The seventh seat in the UD-faction is for Chanel Brownbill, imported so to speak from Frans Richardson’s United St. Maarten party.

So who is the real winner in this political chess game? When I asked before the elections whose idea it really was to merge the DP and the UP into the United Democrats, the answers I received were somewhat evasive. Maybe that was because nobody wanted to rock the boat before the elections.

Considering the results, I start thinking that the chess master in this game is MP Sarah Wescot-Williams.

Not only did she do better herself in these elections, she also brought a new candidate to the field with a strong voter appeal – Luc Mercelina. That Perry Geerlings just missed the boat because of an unexpected strong showing by USp-transfer Chanel Brownbill is probably thought of as an unforeseen and unfortunate part of the new political reality. Without Brownbill, the DP-color of the United Democrats would have gone up from three to four out of seven seats.

So while five plus two is still seven, the supporters of the old Democratic Party seem to be the big winner of these elections. The combination does not have more seats, but the DP-influence has become stronger.

The decision by the DP to merge with the UP was therefore a brilliant move on the political chess board.

Without the merger, the DP would most likely not have been able to hold on to two seats, let alone get a third one.

The report informateurs Arduin and Beaujon released on Monday spoke of the human factor in politics. The report refers in particular to issues between politicians in the UD and the NA.

How this hangs within the UD is currently unclear. Remember, for years MP Heyliger was second in command at the Democratic Party behind Wescot-Williams until he started out on his own in 2010 with the UP. While he never managed to become the leader of the party his grandfather Claude Wathey founded, Heyliger now leads  a party that could be considered the DP in a new outfit.

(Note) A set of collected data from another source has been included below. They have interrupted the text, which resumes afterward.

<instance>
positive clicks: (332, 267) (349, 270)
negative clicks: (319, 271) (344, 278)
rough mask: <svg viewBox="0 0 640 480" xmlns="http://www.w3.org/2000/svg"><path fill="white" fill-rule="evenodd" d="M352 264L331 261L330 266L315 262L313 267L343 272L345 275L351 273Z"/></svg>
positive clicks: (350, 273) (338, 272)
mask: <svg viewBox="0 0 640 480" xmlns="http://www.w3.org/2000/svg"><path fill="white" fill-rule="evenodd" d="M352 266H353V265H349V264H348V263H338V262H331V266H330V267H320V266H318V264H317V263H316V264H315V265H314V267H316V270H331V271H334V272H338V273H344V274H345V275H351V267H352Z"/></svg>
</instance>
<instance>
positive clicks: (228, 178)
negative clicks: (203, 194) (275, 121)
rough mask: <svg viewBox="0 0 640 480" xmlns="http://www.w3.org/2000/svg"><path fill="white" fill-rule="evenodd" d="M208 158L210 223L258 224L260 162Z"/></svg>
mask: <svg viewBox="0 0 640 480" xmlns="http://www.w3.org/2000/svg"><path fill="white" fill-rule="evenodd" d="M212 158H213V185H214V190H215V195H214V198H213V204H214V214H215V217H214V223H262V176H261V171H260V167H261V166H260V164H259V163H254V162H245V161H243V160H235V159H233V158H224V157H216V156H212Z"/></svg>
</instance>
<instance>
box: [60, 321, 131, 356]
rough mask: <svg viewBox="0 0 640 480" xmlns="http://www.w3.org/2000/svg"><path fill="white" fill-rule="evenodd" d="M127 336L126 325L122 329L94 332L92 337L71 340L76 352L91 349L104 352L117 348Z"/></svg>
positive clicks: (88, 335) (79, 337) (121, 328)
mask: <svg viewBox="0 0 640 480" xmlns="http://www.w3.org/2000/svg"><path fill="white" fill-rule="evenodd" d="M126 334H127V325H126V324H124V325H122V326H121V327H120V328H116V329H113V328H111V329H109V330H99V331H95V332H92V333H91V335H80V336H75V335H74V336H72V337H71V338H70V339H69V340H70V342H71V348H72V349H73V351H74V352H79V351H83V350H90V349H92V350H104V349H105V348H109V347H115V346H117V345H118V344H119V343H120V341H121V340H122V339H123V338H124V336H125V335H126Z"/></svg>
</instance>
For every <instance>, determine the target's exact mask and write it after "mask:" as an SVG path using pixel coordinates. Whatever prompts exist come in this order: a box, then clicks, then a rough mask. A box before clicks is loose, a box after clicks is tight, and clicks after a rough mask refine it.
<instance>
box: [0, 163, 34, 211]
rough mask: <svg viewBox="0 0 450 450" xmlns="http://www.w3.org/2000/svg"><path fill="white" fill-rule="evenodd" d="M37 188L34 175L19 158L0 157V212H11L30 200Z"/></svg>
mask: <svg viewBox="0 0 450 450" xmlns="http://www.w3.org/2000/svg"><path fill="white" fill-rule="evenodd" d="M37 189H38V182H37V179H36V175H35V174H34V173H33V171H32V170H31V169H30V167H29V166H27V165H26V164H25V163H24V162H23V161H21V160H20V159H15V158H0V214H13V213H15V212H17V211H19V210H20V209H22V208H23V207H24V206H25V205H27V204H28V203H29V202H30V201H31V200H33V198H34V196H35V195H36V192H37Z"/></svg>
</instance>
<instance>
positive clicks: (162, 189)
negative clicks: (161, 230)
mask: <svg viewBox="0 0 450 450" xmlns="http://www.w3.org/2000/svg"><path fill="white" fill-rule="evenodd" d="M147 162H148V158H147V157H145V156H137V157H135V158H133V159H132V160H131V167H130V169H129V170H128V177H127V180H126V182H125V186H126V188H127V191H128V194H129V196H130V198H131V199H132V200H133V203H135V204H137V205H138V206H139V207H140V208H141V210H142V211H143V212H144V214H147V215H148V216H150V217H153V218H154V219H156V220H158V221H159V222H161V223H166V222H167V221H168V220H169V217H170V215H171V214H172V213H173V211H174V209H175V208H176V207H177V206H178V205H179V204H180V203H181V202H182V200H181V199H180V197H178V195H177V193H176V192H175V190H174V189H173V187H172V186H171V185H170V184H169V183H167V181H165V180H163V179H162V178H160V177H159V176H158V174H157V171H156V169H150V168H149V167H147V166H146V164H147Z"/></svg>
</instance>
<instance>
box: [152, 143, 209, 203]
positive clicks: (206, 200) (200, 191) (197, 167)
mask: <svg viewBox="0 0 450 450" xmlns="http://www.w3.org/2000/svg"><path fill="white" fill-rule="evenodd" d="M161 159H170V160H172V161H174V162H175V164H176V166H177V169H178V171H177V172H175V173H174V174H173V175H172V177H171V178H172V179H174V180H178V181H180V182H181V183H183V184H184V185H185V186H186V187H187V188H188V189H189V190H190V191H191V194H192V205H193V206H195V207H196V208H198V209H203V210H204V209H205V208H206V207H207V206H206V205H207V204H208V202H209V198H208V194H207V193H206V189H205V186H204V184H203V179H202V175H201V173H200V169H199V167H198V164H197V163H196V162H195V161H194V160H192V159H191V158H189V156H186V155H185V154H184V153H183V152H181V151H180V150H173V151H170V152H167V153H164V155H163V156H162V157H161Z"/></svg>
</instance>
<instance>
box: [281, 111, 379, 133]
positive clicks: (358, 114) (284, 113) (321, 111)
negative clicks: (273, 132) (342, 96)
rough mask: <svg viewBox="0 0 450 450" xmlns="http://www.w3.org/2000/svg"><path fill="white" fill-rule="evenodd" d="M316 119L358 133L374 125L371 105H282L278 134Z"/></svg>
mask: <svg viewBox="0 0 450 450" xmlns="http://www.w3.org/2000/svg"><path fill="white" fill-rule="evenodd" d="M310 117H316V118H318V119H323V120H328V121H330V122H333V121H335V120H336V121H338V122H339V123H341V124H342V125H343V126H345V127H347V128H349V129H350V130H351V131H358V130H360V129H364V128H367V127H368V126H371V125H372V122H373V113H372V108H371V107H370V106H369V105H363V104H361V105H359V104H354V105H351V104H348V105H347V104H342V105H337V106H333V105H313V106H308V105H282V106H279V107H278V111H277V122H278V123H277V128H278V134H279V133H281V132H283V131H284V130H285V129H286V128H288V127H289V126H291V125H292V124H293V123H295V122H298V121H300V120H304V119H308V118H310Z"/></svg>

After all, both Heyliger and MP Franklin Meyers were in the past members of the DP as well. They are now reunited with their former party-leader.

As long as the human factor does not get in the way, the UD will stand as a true political powerhouse with only one potentially weak link. That would be MP Chanel Brownbill, who jumped ship last year to facilitate – together with the DP-faction – the fall of the Marlin-government. Will he do it again? Time will tell.